October is breast cancer awareness month. In my family, we’re very aware. My sister had a mastectomy last Tuesday.

One of my close friends, who had a double mastectomy last winter, told me she’d recently been with a group of women in Washington and none of them had had a mammogram in the last year. Why not? They were busy, they forgot, they had one the year before, they didn’t want to think about it. All but one were over 40. Then again, my friend had been religious about her annual checkups, and she was the one with breast cancer. Life’s not fair.

We women need to take responsibility. We need to do our self-exams, remember our annual checkups, and demand insurance coverage, research funds and free mammograms for women who can’t afford them. We need to encourage younger women, who fall outside the official guidelines for mammograms, to be aware that when breast cancer strikes young women, it tends to be particularly aggressive and ruthless. So younger women have to be aggressive and ruthless about being screened, tested and reimbursed by their insurance companies for the procedures.

But there is only so much we can do as individuals.

What should we do if we happen to be born into families that are cancer-prone?

What do we do about doctors who let us down and then look to other doctors and insurance companies to paper over their negligence?

My sister had cancer 23 years ago. It was non-Hodgkin’s lymphoma. It showed up as a lump in her breast. She had the lump removed, radiation of her breast and heavy-duty chemotherapy. It was hellish, but it saved her life. On the other hand, it was an experience she had no desire to relive.

So she’s been careful. Over the years, she’s had biopsies, MRI’s, scans and blood work; she’s been cautious not crazed; she has lived with the sword over her head and a smile on her face. I’m the one who worries about everything. She does what she has to do and doesn’t dwell on it.

Two years ago, when she found a lump in her breast, the same breast that had been radiated 20 years ago, she went to the man who was supposed to be the top breast surgeon in her area of Pennsylvania. He ordered an MRI and, after reviewing it, told her not to worry about it, that it was nothing with nothing.

Nothing with nothing. Nothing to worry about. Except he was wrong.

A month ago, she felt the lump again. It felt different. Bigger. Tender. She went back to the famous breast surgeon. Nothing with nothing, he reminded her. We tested that two years ago.

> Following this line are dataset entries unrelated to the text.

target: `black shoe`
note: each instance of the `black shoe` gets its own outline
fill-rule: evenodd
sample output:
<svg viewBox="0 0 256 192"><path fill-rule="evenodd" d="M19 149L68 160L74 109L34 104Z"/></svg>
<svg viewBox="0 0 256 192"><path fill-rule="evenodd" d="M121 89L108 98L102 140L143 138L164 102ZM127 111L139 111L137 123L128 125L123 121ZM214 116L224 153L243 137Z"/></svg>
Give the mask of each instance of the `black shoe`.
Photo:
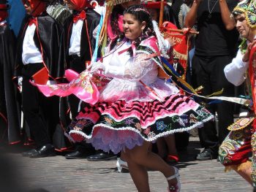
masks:
<svg viewBox="0 0 256 192"><path fill-rule="evenodd" d="M22 153L21 155L23 157L29 157L32 153L34 153L36 152L37 152L37 150L35 149L31 149L30 150L25 151L25 152Z"/></svg>
<svg viewBox="0 0 256 192"><path fill-rule="evenodd" d="M116 159L116 155L107 153L100 153L87 157L87 160L91 161L108 161L111 159Z"/></svg>
<svg viewBox="0 0 256 192"><path fill-rule="evenodd" d="M54 147L50 144L47 144L42 146L39 150L37 150L35 153L33 153L30 158L43 158L43 157L50 157L55 156Z"/></svg>
<svg viewBox="0 0 256 192"><path fill-rule="evenodd" d="M72 153L68 153L65 155L67 159L75 159L75 158L86 158L89 154L86 152L80 152L75 150Z"/></svg>
<svg viewBox="0 0 256 192"><path fill-rule="evenodd" d="M199 161L211 160L217 158L218 153L213 153L210 149L205 149L201 153L197 154L195 159Z"/></svg>

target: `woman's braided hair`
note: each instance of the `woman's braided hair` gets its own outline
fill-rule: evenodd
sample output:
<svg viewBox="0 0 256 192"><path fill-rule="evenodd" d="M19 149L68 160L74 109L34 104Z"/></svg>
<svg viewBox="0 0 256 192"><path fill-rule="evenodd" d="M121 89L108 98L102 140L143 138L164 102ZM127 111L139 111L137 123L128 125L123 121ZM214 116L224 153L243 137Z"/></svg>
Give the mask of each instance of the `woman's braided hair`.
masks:
<svg viewBox="0 0 256 192"><path fill-rule="evenodd" d="M134 15L135 20L138 20L140 23L145 21L146 23L146 26L143 29L140 37L137 38L133 42L133 44L135 45L136 48L138 47L138 45L140 44L140 42L143 40L148 38L151 36L156 36L155 32L154 31L151 16L150 15L150 13L146 9L146 8L145 8L141 5L132 5L129 7L126 10L124 10L124 14L131 14ZM118 37L118 39L123 39L124 37L125 37L124 34L122 33ZM117 41L114 41L114 42L113 42L114 45L111 45L111 48L116 45ZM130 54L132 54L132 50L129 51Z"/></svg>

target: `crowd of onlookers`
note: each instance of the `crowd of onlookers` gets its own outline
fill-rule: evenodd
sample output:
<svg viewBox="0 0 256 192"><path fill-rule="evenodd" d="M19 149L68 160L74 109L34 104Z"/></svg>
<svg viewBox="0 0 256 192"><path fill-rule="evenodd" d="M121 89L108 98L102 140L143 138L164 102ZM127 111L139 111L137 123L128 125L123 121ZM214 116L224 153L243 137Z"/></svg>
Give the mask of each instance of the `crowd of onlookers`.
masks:
<svg viewBox="0 0 256 192"><path fill-rule="evenodd" d="M95 151L86 142L71 144L64 136L70 120L86 104L81 103L75 96L46 98L30 82L32 79L48 85L67 82L65 69L80 73L91 60L96 46L94 36L104 2L90 4L80 1L78 7L75 7L72 1L23 1L29 15L24 18L18 37L13 35L5 21L7 15L0 17L2 19L0 35L3 37L0 50L1 127L7 128L1 128L1 134L3 142L36 146L35 149L23 153L25 156L54 155L57 150L65 153L71 151L65 155L69 159L112 159L116 158L116 155ZM202 6L199 7L195 2L200 1ZM168 1L164 7L165 21L173 23L178 28L194 28L199 31L199 34L190 38L187 69L181 68L178 58L173 59L173 66L181 76L187 72L184 77L195 88L202 85L200 94L204 96L222 88L222 96L235 96L244 92L243 86L238 88L228 82L223 72L224 67L236 55L239 44L235 25L227 19L238 1L224 1L225 4L211 0L173 0ZM3 7L7 4L4 0L0 3ZM116 25L114 20L125 7L125 3L114 7L111 24ZM9 8L8 6L1 8L0 12L6 12ZM148 9L159 13L159 7ZM117 26L115 26L113 36L118 32ZM227 101L211 103L197 99L212 114L216 114L218 125L215 121L209 121L203 125L203 128L198 129L204 150L196 159L216 158L219 144L228 133L226 128L233 122L234 115L240 107ZM174 137L175 139L159 140L154 145L156 147L152 148L169 162L177 162L178 153L187 150L189 133L177 133Z"/></svg>

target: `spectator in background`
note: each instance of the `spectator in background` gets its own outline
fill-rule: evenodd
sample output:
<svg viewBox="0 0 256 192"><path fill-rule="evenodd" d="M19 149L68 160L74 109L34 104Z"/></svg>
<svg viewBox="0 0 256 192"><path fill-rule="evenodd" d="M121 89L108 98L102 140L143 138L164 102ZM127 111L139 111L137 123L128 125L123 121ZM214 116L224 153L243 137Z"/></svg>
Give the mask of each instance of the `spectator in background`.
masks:
<svg viewBox="0 0 256 192"><path fill-rule="evenodd" d="M178 62L178 58L173 58L173 64L174 69L176 72L181 77L184 74L184 69L183 68L181 63Z"/></svg>
<svg viewBox="0 0 256 192"><path fill-rule="evenodd" d="M199 34L196 37L195 53L192 59L192 84L195 88L202 85L201 94L210 95L222 88L221 96L234 96L235 88L229 82L223 69L236 54L238 33L230 10L236 6L236 0L195 0L185 19L185 27L192 28L197 23ZM204 123L199 129L203 152L197 160L208 160L218 156L219 144L224 140L233 122L234 104L222 101L207 105L212 114L218 115L219 134L214 121Z"/></svg>
<svg viewBox="0 0 256 192"><path fill-rule="evenodd" d="M219 147L220 162L225 171L233 169L245 180L256 187L256 101L255 64L256 61L256 4L255 0L239 3L233 11L236 21L236 29L243 41L236 58L224 69L228 81L238 86L246 80L253 106L246 116L241 117L227 128L230 134ZM249 159L252 156L252 161Z"/></svg>
<svg viewBox="0 0 256 192"><path fill-rule="evenodd" d="M91 60L95 47L93 31L99 23L100 15L87 0L64 0L64 3L73 13L64 24L67 68L80 73ZM75 118L79 112L80 99L71 95L68 101L72 118ZM66 158L84 158L94 153L91 145L86 142L77 143L75 147L75 151L67 154Z"/></svg>
<svg viewBox="0 0 256 192"><path fill-rule="evenodd" d="M0 0L0 136L5 145L21 139L15 97L18 90L12 80L16 38L7 23L9 7L6 0Z"/></svg>
<svg viewBox="0 0 256 192"><path fill-rule="evenodd" d="M46 13L47 1L23 1L28 16L20 31L16 55L16 77L22 76L22 107L36 144L24 156L54 155L50 132L59 123L59 99L46 98L30 80L53 84L64 76L61 30ZM19 78L20 79L20 78Z"/></svg>

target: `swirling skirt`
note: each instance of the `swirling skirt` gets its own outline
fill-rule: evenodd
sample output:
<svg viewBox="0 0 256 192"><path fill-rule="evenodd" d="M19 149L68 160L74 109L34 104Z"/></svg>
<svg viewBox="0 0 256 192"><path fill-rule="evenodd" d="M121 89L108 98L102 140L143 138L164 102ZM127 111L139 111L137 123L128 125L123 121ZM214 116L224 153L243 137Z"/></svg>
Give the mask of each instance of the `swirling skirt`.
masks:
<svg viewBox="0 0 256 192"><path fill-rule="evenodd" d="M73 142L86 139L97 149L118 153L143 141L189 131L214 117L189 97L174 94L163 101L98 102L88 105L68 127Z"/></svg>

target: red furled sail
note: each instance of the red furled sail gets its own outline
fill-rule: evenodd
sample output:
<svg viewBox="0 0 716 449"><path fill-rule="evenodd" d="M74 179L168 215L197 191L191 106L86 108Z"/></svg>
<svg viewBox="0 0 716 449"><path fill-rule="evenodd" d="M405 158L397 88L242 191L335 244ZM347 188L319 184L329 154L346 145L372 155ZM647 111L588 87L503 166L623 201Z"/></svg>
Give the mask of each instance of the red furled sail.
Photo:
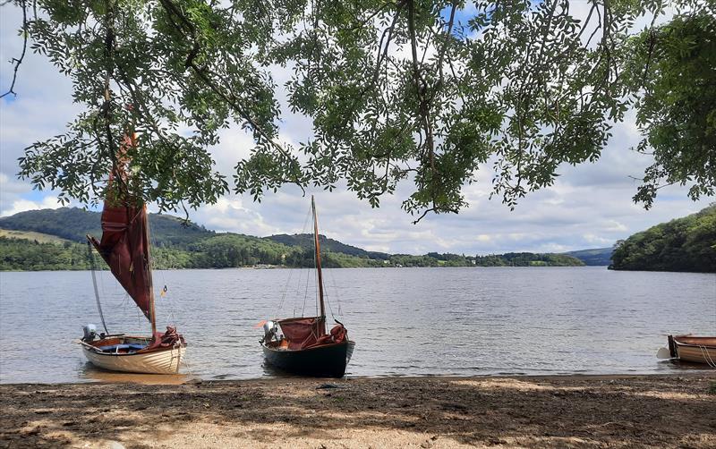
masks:
<svg viewBox="0 0 716 449"><path fill-rule="evenodd" d="M322 335L320 317L282 319L278 325L291 350L315 346Z"/></svg>
<svg viewBox="0 0 716 449"><path fill-rule="evenodd" d="M102 240L91 239L119 284L151 320L146 215L144 207L111 205L106 200Z"/></svg>
<svg viewBox="0 0 716 449"><path fill-rule="evenodd" d="M133 145L133 136L125 136L121 153ZM120 175L124 174L125 162L120 159L117 170ZM127 181L124 176L123 179ZM109 191L114 182L115 174L111 173ZM126 198L119 200L107 198L102 210L102 240L98 241L94 237L90 240L119 284L153 324L147 208L132 204Z"/></svg>

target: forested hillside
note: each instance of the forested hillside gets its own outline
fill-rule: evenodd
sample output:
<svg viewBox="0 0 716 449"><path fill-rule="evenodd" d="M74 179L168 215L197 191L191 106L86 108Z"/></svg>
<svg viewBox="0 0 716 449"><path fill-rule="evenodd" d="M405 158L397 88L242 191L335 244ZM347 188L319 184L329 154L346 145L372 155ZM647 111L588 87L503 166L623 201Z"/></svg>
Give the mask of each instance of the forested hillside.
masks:
<svg viewBox="0 0 716 449"><path fill-rule="evenodd" d="M716 273L716 205L617 242L616 270Z"/></svg>
<svg viewBox="0 0 716 449"><path fill-rule="evenodd" d="M79 208L33 210L0 218L0 270L87 269L85 234L99 237L100 214ZM215 233L171 216L149 215L157 268L229 268L260 265L313 267L312 234L253 237ZM563 254L423 256L367 251L320 236L326 267L581 266ZM98 259L98 267L104 262Z"/></svg>
<svg viewBox="0 0 716 449"><path fill-rule="evenodd" d="M591 250L569 251L565 254L582 260L584 262L584 265L607 267L611 264L612 251L614 251L613 248L593 248Z"/></svg>

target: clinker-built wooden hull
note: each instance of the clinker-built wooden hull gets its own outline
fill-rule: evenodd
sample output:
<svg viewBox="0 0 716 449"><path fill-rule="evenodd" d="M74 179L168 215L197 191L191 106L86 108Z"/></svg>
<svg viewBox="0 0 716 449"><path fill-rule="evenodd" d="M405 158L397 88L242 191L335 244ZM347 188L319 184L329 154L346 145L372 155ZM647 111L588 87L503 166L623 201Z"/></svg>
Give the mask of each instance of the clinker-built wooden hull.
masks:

I want it out, she said. He did a needle biopsy. It was “inconclusive.” He scheduled a lumpectomy. We met in New York for dinner the weekend before. I woke up the next morning with my hands aching. I’d been clenching my fists all night. I had a bad feeling. And I was starting to get mad at Dr. Nothing with Nothing.

Why would you let a lump sit there for two years, in a breast that’s been radiated, with a woman who went into menopause in her 30s and had been prescribed hormones ever since? Why didn’t her doctor do what mine does when he finds lumps – order follow-up MRI’s at six-month intervals to see if there’s been a change? Who was he working for: her insurance company, or her?

But of course I didn’t say those things to my sister. I said them to one of my best friends, who lost her sister to breast cancer, who talks me down when I insist on seeing disaster around every curve.

When I got three messages from my sister two days after the lumpectomy and none of them said everything was fine, I knew Dr. Nothing with Nothing was worth just that. It may have been nothing two years ago, but it was something now.

The margins weren’t clean from the lumpectomy. The breast tissue was compromised from the radiation in the ’80s. So there was no question about the next step. The only issue was whether it was in the lymph nodes, as well. We’re waiting on that. Dr. Nothing with Nothing said he saw some abnormal cells in the sentinel node and took a few more to test. Not a good sign. Why is he doing the surgery, I asked. He’s supposed to be the best. I wonder if that’s what a jury will think.

I had a friend named Copelia who died because of a doctor like my sister’s. She belonged to an HMO, so she didn’t have too many choices. She found a lump, too. Her doctor didn’t order any fancy tests. He didn’t do a needle biopsy. He said he could tell from the mammogram that it was nothing with nothing. Every time I saw her, she would ask me what I thought about her lump. I’m a lawyer not a doctor, I used to say. After two years, she finally went to a different doctor. Nothing with nothing was stage-3 breast cancer.

I couldn’t find a lawyer who would take her case. I went with her to the meetings. The lawyers explained that there wasn’t much money in the case because she’d signed an arbitration agreement without knowing it, that it wouldn’t be easy to prove things would be different if the cancer had been diagnosed earlier, that the HMO would probably delay everything to see how it turned out. If she survived, they’d say there was no injury. If she died, they’d claim it was inevitable. As it turned out, she died.

Hopefully, my sister will do better. And maybe we’ll even get to teach something to her Dr. Nothing with Nothing. For her sake, and Copelia’s, and the rest of us.

Susan Estrich is a syndicated columnist and author.